L’analyse technique du code open source de X (ou logiciel accessible au public) révèle que son système de recommandation (ou algorithmes de classement des contenus) qui alimente la page « Pour toi », privilégie systématiquement les contenus qui suscitent l'indignation, provoquent des réactions, des conversations et des échanges houleux, sans garanties suffisantes permettant de prévenir et d’atténuer les préjudices.
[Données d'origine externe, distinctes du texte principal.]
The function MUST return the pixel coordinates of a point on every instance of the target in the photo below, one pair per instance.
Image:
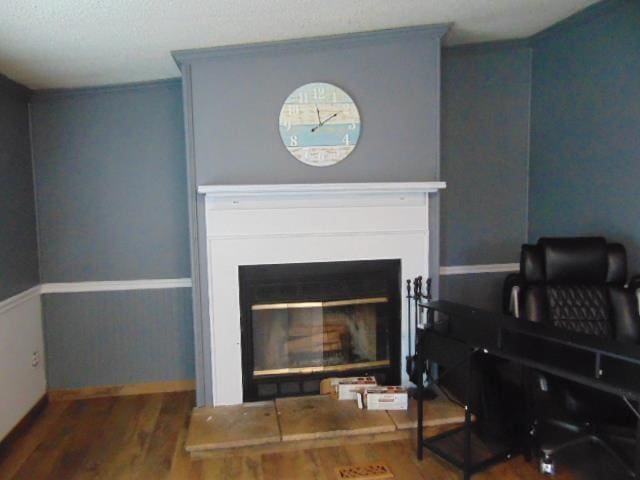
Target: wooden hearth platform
(305, 422)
« Notre analyse montre que la conception des algorithmes et les choix de politique de X ont contribué à accroître les risques dans le contexte d'une vague de violences qui a déferlé contre les musulmans et les migrants dans plusieurs villes du Royaume-Uni l'an dernier et présente aujourd'hui encore un risque grave pour les droits humains », a déclaré Pat de Brún, responsable du programme d’Amnistie internationale consacré à l’obligation de rendre des comptes pour les géants technologiques.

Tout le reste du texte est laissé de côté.